Business Card

posted Jun 9, 2013, 9:26 AM by Tia Karelson   [ updated Jun 9, 2013, 9:27 AM ]
June 9, 2013

What would it mean to you if someone held onto your business card for more than thirty years?

I recently saw a family friend for the first time in decades. This fifty-year old man made a point of sharing that he became an electrical engineer largely due to the influence of my father. He still has my father’s business card. My father conveyed his passion for the field, and took the time to explain to a teen-age boy what engineers do.

A few years ago, I ran into this friend’s brother at a party. He shared the same story. I don’t know that he has a business card, but he opted for engineering, albeit software engineering, because of my father.

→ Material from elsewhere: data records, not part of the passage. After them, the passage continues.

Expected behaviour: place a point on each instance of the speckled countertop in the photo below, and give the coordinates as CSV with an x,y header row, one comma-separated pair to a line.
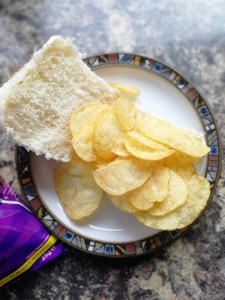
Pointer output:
x,y
186,35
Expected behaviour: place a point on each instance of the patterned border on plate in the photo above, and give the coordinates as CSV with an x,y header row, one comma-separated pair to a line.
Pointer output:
x,y
163,238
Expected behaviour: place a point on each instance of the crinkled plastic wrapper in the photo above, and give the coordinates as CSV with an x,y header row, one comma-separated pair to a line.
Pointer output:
x,y
25,244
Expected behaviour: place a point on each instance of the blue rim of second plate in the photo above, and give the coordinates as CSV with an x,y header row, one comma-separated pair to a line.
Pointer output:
x,y
150,244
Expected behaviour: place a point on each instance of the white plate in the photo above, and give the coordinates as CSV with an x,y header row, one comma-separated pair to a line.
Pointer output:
x,y
109,231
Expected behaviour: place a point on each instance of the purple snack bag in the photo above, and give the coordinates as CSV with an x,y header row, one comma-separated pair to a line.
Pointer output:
x,y
25,244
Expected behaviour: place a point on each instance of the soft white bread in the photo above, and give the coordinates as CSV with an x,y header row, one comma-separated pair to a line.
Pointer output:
x,y
36,103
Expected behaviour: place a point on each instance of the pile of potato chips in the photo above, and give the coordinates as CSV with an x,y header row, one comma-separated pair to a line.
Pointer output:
x,y
144,164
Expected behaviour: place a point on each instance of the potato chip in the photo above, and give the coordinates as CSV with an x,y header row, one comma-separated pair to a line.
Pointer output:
x,y
125,89
171,136
155,189
126,113
181,164
141,151
122,203
86,115
123,175
184,215
108,134
137,136
77,190
176,197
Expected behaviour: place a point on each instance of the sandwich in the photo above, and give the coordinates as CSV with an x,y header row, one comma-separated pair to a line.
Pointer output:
x,y
36,103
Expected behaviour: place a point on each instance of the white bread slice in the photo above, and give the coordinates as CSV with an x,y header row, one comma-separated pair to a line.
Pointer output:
x,y
36,103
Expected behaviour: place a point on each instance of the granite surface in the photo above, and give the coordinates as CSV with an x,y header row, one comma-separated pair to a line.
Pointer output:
x,y
186,35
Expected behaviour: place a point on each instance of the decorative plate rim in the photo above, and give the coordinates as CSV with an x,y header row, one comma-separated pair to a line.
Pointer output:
x,y
158,240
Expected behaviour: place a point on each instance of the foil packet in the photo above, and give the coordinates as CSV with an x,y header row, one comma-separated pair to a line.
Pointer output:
x,y
25,244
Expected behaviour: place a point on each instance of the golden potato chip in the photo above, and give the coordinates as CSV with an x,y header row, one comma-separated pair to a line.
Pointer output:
x,y
126,89
77,190
108,133
198,186
176,197
141,151
181,164
86,115
155,189
123,175
122,203
184,215
121,150
126,113
137,136
171,136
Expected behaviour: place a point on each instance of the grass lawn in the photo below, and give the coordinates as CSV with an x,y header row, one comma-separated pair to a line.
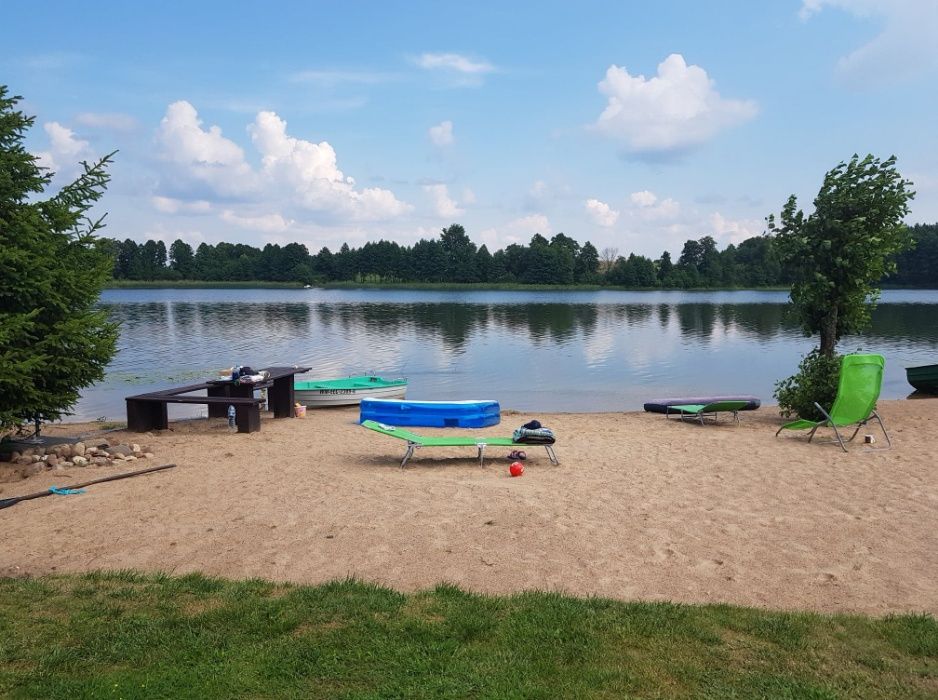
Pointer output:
x,y
128,635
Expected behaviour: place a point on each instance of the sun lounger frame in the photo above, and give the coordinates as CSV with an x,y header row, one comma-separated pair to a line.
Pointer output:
x,y
700,411
415,442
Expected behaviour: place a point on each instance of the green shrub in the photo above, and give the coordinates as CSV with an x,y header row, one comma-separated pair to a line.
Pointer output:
x,y
816,380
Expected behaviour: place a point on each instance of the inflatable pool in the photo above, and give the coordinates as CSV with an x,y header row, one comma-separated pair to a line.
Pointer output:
x,y
434,414
661,405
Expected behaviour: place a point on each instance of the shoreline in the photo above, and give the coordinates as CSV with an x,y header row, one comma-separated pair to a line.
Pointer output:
x,y
445,286
640,508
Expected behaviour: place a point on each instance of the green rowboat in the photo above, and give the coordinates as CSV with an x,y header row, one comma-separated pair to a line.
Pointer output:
x,y
347,391
925,378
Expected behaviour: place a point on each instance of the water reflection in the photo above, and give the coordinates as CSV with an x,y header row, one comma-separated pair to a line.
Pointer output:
x,y
575,352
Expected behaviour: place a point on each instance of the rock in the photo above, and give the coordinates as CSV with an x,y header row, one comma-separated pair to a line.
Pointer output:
x,y
28,470
122,450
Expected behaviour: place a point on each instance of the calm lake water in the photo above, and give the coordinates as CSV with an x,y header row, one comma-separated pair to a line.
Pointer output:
x,y
533,351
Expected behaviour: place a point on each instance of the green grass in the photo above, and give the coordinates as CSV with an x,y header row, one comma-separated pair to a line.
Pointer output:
x,y
128,635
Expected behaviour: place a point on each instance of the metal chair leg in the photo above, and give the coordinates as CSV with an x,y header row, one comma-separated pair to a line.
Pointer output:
x,y
411,446
839,438
883,427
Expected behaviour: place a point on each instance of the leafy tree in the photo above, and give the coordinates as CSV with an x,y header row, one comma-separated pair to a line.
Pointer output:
x,y
840,252
181,258
460,253
53,341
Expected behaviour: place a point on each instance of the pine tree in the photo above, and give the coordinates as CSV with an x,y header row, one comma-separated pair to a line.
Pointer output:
x,y
53,340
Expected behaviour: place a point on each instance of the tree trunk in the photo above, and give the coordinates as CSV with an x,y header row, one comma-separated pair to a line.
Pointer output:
x,y
829,334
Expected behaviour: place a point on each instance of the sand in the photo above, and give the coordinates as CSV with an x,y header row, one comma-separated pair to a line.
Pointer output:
x,y
639,508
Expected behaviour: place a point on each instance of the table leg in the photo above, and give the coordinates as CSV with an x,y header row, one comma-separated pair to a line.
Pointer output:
x,y
280,397
146,415
248,418
218,410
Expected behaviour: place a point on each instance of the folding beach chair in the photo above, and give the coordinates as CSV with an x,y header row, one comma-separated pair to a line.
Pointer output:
x,y
861,378
700,411
415,441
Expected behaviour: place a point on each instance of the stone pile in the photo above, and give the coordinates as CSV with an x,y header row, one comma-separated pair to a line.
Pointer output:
x,y
65,456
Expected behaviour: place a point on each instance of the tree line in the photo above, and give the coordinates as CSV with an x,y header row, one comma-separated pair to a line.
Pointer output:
x,y
455,258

These stories resonate with me so much because it’s my dad, but especially because he passed away in 1983 at the age of 59. I had just turned 14. My own memories are cloudy, filled with random tidbits. Daddy was handsome, smart, witty, a tennis player, a skier, a fisherman, a neatnik, and quite stoic. He had high expectations. He got annoyed if my eyes looked up at the ceiling when he asked me a question. Now, I would explain that’s a natural function of the brain. It means a person is thinking. Oh, and daddy was an electrical engineer. He worked at FMC, and rode a bicycle at work because the plant was so large. That was the extent of my knowledge. Daddy is still daddy because he passed away before I could adequately resent him as teen-age girls must resent their fathers. He never turned into dad or father. He always stayed daddy.

When I was in the sixth grade, daddy tried to explain the concept of pi to me, but I wasn’t interested. As I kid, I wanted the quick, easy answer while he tried to explain concept and theory. In high school, once I hit the more difficult math and science courses, I felt his absence acutely not just emotionally but intellectually. I still wanted the quick answer, but now he was not there to provide short or lengthy answers. I took calculus pass/fail to preserve my GPA.   

There are very few people in my life who ever met daddy, so the connections that remain are quite special. I am happy to know that daddy liked being an engineer. He did not have the opportunity to attend college until he was in his thirties. A thing called WWII, and fleeing his homeland of Estonia, got in the way. Once he arrived in the United States, he made a deliberate choice to pursue an education, and was wise enough to understand what he wanted to do. It’s wonderful to know he inspired a few teen-age boys at the point in their lives when they were ready to listen, even if his own daughter didn’t care for his lectures.

If we do things right, we can remain an inspiration long after we’re gone. Who in your life will hang onto your business card for 30 years? Maybe you know. Maybe you haven’t met them yet.